Pasal 145 UU Penyandang Disabilitas menegaskan ancaman pidana penjara paling lama dua tahun dan denda paling banyak 200 juta rupiah bagi siapapun yang menghalang-halangi atau melarang penyandang disabilitas untuk mendapatkan hak-hak yang disebut dalam Pasal 143 (hak pendidikan, hak pekerjaan, hak bebas dari penyiksaan, dan lain-lain).

(Baca juga: Mengenal Carl’s Law, Dasar Memperberat Vonis Pelaku Kejahatan).

Korban perundungan, RZ, ternyata adalah seorang penyandang disabilitas. Itu sebabnya Dedy mengatakan tidak ada salahnya menggunakan UU Penyandang Disabilitas. Meskipun tidak dinyatakan secara eksplisit dalam peraturan perundang-undangan, status korban sebagai penyandang disabilitas dapat digunakan sebagai dasar memperberat hukuman kepada pelaku. Di Amerika Serikat, dikenal Carl’s Law, yang mengatur hukuman kepada pelaku diperberat jika korbannya penyandang disabilitas.
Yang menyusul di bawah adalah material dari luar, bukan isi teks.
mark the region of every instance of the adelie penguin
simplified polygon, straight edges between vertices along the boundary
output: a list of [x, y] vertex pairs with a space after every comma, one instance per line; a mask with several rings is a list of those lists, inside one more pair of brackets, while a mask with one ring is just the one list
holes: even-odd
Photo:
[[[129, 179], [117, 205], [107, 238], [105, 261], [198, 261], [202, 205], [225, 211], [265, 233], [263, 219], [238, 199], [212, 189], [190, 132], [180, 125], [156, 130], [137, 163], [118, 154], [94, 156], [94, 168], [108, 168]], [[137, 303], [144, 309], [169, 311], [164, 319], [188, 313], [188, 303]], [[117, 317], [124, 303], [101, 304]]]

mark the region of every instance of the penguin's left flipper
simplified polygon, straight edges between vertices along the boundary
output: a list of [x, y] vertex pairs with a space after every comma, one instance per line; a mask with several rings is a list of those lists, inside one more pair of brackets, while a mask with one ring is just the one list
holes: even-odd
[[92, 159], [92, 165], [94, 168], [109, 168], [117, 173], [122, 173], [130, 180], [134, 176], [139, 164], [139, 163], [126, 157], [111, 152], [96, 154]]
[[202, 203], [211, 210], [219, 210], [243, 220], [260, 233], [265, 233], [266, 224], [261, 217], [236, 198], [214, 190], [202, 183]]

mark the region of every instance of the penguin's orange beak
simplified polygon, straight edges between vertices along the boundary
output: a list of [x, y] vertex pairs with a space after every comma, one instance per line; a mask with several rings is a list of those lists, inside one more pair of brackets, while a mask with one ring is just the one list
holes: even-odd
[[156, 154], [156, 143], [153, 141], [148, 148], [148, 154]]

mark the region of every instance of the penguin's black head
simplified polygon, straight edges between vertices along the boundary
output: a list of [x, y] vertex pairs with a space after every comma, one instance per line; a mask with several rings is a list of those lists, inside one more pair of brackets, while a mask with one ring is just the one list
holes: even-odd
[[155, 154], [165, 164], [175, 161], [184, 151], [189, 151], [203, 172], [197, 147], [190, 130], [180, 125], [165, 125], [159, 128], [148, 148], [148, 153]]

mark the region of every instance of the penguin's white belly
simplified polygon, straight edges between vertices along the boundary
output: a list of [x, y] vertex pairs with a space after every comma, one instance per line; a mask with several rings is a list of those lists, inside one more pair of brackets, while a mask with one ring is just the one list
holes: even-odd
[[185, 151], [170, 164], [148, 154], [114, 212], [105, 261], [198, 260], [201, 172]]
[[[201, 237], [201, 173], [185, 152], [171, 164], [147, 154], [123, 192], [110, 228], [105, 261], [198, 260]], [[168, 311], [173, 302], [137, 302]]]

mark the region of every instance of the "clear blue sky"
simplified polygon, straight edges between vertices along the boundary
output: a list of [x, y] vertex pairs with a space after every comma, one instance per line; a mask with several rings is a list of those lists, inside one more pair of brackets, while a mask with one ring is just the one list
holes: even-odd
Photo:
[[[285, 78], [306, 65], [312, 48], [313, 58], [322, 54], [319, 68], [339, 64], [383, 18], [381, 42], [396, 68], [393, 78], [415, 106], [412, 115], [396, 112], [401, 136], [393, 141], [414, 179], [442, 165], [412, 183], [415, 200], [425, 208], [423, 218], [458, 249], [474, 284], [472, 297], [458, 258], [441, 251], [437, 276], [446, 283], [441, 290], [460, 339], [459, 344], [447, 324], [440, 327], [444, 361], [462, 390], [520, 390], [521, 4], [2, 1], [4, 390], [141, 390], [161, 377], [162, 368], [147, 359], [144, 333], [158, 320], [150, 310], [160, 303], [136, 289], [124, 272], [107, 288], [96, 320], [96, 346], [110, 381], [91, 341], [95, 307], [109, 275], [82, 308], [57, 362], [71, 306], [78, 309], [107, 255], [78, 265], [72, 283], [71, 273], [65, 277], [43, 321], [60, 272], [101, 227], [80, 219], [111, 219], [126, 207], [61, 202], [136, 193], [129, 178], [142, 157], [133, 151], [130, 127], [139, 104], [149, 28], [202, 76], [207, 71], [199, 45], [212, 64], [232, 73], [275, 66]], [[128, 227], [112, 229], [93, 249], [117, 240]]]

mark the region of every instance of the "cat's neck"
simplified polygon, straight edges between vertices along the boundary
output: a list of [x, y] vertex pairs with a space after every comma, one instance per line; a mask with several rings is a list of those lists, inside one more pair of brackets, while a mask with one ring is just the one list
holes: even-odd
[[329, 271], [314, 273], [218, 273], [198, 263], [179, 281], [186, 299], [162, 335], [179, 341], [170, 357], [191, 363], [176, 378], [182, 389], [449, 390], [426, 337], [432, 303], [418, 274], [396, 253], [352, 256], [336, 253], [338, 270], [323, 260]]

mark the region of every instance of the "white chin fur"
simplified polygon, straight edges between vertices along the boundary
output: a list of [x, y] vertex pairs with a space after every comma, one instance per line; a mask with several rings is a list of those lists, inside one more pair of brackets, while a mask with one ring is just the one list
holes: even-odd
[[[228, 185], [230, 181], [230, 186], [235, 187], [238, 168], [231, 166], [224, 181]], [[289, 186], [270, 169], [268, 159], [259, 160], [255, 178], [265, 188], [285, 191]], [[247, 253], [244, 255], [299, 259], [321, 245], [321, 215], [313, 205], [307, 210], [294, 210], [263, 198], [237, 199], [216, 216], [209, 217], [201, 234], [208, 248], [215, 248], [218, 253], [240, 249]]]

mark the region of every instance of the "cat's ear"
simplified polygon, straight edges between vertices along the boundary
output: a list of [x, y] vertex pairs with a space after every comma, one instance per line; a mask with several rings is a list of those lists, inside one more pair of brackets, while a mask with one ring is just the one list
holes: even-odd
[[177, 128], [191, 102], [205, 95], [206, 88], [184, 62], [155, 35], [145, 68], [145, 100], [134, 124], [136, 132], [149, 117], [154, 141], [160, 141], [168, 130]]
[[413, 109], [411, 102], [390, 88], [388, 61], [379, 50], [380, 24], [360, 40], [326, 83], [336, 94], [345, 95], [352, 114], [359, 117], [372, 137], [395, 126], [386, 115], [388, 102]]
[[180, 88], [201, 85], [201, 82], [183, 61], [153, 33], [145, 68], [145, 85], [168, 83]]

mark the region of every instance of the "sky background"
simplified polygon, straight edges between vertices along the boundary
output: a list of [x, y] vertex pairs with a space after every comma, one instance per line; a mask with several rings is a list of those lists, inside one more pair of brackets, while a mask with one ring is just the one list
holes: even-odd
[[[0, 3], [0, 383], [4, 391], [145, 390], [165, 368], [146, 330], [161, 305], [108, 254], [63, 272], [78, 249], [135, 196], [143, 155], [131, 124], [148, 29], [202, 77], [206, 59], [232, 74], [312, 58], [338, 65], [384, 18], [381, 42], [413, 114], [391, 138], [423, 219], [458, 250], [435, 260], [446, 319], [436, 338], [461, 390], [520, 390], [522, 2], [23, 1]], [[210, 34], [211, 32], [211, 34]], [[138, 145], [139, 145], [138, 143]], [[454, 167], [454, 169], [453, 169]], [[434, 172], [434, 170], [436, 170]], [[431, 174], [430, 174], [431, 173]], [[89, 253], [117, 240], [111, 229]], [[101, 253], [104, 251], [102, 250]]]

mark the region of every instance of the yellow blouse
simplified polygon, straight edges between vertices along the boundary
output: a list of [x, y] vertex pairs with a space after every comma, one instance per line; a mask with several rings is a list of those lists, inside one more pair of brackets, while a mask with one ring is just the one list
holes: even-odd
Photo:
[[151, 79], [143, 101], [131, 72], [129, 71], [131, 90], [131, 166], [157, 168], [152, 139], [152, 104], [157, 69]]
Di Indonesia, sudah ada beberapa putusan pengadilan yang mengakomodasi faktor pemberat hukuman ini. Salah satu contoh adalah putusan majelis hakim Pengadilan Negeri Donggala yang menghukum pelaku perkosaan (S) terhadap korban penyandang disabilitas 15 tahun penjara, lebih tinggi dari tuntutan jaksa. Pengadilan Tinggi hanya mengoreksi redaksional putusan, tetapi tidak mengubah lamanya hukuman. Pada Mei 2009, Mahkamah Agung menolak permohonan kasasi dari terdakwa.